Lachance, 42, wasn’t the most obvious candidate for the job. After all, he had spent most of his professional life working for large telecommunications companies, most recently serving as director of federal government affairs at Telus Communications Co.
In 2010 he decided to go back to law school at the University of Ottawa to earn an LLM with a concentration in law and technology, and that’s when he heard about the CanLII job. “The project had been operating with extremely high technical quality, but limited scope and vision beyond growing its primary law database,” Lachance says. “The law societies wanted to expand their vision. They hired me and, together, we executed our plan.”
The main part of the plan came to fruition in April when CanLII Connects was launched.

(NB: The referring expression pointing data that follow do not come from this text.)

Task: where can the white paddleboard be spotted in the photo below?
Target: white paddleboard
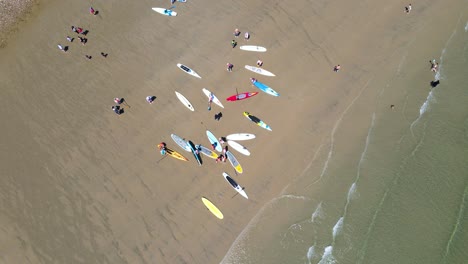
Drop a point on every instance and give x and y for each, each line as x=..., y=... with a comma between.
x=214, y=141
x=234, y=185
x=181, y=142
x=240, y=136
x=259, y=70
x=241, y=149
x=215, y=99
x=253, y=48
x=207, y=152
x=164, y=11
x=188, y=70
x=184, y=101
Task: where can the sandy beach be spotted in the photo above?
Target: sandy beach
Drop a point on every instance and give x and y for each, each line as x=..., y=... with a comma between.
x=84, y=185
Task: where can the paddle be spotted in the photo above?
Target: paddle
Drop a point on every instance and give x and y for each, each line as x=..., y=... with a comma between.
x=210, y=100
x=157, y=162
x=237, y=193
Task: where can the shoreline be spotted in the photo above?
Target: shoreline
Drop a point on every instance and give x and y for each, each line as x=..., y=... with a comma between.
x=12, y=14
x=91, y=180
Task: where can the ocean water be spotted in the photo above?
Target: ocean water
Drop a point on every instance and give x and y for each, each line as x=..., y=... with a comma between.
x=402, y=197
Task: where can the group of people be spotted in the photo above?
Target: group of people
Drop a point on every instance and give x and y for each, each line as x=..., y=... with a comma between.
x=83, y=39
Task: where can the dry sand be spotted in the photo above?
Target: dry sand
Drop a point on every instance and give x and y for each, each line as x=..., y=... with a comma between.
x=81, y=184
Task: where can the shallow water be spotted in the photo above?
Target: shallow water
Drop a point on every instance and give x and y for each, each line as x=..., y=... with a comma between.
x=400, y=196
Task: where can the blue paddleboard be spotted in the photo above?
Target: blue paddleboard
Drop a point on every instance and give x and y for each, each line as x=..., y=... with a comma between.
x=265, y=88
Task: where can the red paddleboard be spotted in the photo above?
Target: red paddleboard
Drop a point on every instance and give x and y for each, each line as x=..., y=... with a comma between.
x=241, y=96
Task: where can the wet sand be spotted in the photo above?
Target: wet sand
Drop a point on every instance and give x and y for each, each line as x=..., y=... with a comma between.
x=82, y=185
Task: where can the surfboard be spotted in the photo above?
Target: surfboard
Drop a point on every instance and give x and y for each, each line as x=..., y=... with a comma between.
x=241, y=96
x=235, y=185
x=259, y=70
x=253, y=48
x=240, y=136
x=188, y=70
x=164, y=11
x=207, y=152
x=235, y=164
x=213, y=209
x=241, y=149
x=175, y=154
x=195, y=152
x=257, y=121
x=265, y=88
x=214, y=141
x=212, y=97
x=181, y=142
x=184, y=101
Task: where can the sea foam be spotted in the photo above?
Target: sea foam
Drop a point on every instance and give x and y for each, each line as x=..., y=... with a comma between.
x=327, y=256
x=337, y=228
x=317, y=213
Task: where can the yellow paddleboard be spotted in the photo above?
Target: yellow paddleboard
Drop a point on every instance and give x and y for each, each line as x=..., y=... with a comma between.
x=213, y=209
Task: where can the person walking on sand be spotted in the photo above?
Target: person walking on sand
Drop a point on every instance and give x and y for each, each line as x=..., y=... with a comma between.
x=92, y=11
x=116, y=109
x=408, y=9
x=150, y=99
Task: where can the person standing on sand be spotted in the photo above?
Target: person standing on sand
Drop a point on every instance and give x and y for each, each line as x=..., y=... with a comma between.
x=62, y=48
x=236, y=32
x=408, y=9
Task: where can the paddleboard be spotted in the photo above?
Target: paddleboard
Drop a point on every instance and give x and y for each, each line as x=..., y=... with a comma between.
x=264, y=87
x=241, y=149
x=214, y=141
x=175, y=154
x=259, y=70
x=184, y=101
x=234, y=162
x=213, y=209
x=241, y=96
x=188, y=70
x=257, y=121
x=253, y=48
x=181, y=142
x=212, y=97
x=195, y=152
x=240, y=136
x=164, y=11
x=206, y=151
x=234, y=185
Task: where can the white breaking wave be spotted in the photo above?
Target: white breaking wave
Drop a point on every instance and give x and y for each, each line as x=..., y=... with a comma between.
x=317, y=213
x=437, y=76
x=337, y=228
x=311, y=254
x=351, y=192
x=328, y=256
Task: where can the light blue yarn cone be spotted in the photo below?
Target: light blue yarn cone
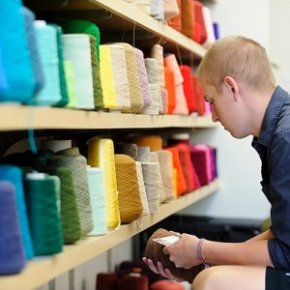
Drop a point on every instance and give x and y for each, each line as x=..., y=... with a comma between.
x=97, y=199
x=46, y=36
x=15, y=54
x=33, y=50
x=13, y=174
x=3, y=81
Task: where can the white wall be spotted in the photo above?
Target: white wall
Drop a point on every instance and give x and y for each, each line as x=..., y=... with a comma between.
x=240, y=194
x=280, y=40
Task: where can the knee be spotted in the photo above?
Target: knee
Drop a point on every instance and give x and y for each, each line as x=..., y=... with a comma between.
x=208, y=279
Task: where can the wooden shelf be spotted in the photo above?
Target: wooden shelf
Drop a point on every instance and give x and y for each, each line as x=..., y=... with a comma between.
x=41, y=270
x=124, y=12
x=17, y=117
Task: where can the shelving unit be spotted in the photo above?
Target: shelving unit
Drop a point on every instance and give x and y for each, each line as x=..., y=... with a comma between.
x=41, y=271
x=58, y=118
x=21, y=118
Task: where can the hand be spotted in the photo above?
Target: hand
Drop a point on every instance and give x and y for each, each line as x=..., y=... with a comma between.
x=183, y=253
x=158, y=269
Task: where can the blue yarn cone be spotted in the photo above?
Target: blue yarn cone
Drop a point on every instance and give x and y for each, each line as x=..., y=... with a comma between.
x=13, y=174
x=12, y=258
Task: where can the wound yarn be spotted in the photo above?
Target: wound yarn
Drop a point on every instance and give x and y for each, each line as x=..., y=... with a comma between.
x=129, y=198
x=77, y=50
x=101, y=154
x=12, y=257
x=154, y=251
x=13, y=174
x=43, y=208
x=97, y=200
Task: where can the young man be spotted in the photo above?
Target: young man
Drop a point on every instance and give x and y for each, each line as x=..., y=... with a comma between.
x=238, y=82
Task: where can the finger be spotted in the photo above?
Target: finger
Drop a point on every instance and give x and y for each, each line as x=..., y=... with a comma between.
x=165, y=251
x=152, y=266
x=161, y=270
x=169, y=275
x=175, y=233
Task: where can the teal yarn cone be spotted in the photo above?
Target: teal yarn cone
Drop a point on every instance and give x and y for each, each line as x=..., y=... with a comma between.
x=88, y=27
x=78, y=166
x=46, y=37
x=97, y=198
x=70, y=220
x=33, y=50
x=43, y=208
x=16, y=59
x=3, y=80
x=13, y=174
x=12, y=259
x=62, y=81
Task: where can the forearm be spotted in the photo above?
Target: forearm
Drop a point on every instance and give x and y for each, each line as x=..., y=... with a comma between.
x=267, y=235
x=247, y=253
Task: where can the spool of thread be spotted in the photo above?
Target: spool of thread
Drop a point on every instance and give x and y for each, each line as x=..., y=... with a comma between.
x=70, y=82
x=170, y=88
x=12, y=257
x=170, y=8
x=77, y=163
x=70, y=220
x=188, y=88
x=166, y=285
x=120, y=75
x=154, y=107
x=3, y=80
x=46, y=36
x=77, y=49
x=187, y=18
x=209, y=27
x=156, y=9
x=13, y=174
x=152, y=70
x=200, y=102
x=175, y=22
x=154, y=158
x=157, y=52
x=154, y=142
x=107, y=78
x=129, y=198
x=136, y=98
x=201, y=159
x=143, y=79
x=87, y=27
x=129, y=149
x=181, y=184
x=143, y=153
x=101, y=154
x=151, y=176
x=154, y=251
x=199, y=18
x=43, y=207
x=21, y=85
x=166, y=165
x=142, y=189
x=34, y=54
x=61, y=70
x=97, y=200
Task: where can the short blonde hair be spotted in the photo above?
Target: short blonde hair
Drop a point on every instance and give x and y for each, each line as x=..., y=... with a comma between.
x=239, y=57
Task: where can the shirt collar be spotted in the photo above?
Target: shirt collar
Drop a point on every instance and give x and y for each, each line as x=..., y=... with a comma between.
x=271, y=117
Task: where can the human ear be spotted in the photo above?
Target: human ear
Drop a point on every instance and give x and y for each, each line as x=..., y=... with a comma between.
x=232, y=86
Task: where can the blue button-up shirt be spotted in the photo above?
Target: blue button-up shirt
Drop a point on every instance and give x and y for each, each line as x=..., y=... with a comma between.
x=273, y=147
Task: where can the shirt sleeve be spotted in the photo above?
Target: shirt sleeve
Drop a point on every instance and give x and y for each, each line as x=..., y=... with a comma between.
x=279, y=195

Whereas CanLII consisted solely of primary source material, CanLII Connects gives users free access to secondary legal material.
“We launched with 27,000 documents associated with individual cases,” Lachance says, “and we’re currently adding several hundred more a week.”
The material is crowdsourced as lawyers and scholars can submit their own authored work and then users can vote them up or down depending on their relevance. “What we’ve done is built a platform and determined who’s allowed to contribute content,” says Lachance. “Once they’re in, they can contribute content by the bucketload.”
The other part of the plan was launched in March 2013 when CanLII introduced its application programming interface and made it available to the general public. The API gives users access to the metadata and code used in CanLII, allowing them to fashion their own products and applications centered around CanLII’s millions of documents. For instance, the website CommonCases used the API to design a tool that finds overlapping citations in cases.
When he’s not working to increase CanLII’s reach, Lachance says he enjoys playing softball in the summer and binge-watching Netflix in the winter. The husband and father of four (including a set of triplets) also says he is “fascinated by Twitter,” enough so that he wrote a research paper for his master’s about using the social media tool to disseminate legal information.
Lachance says spurring innovation is a primary goal, and to that end he sponsored a CanLII hackathon last September. Releasing the API was also a move to encourage innovation.
“Our goal isn’t to supplant commercial publishers like LexisNexis or Westlaw,” he says. “Instead, we want to ensure that all the benefits of CanLII are available to all, and we think these are the things that will allow the benefits of what we created to go even further.”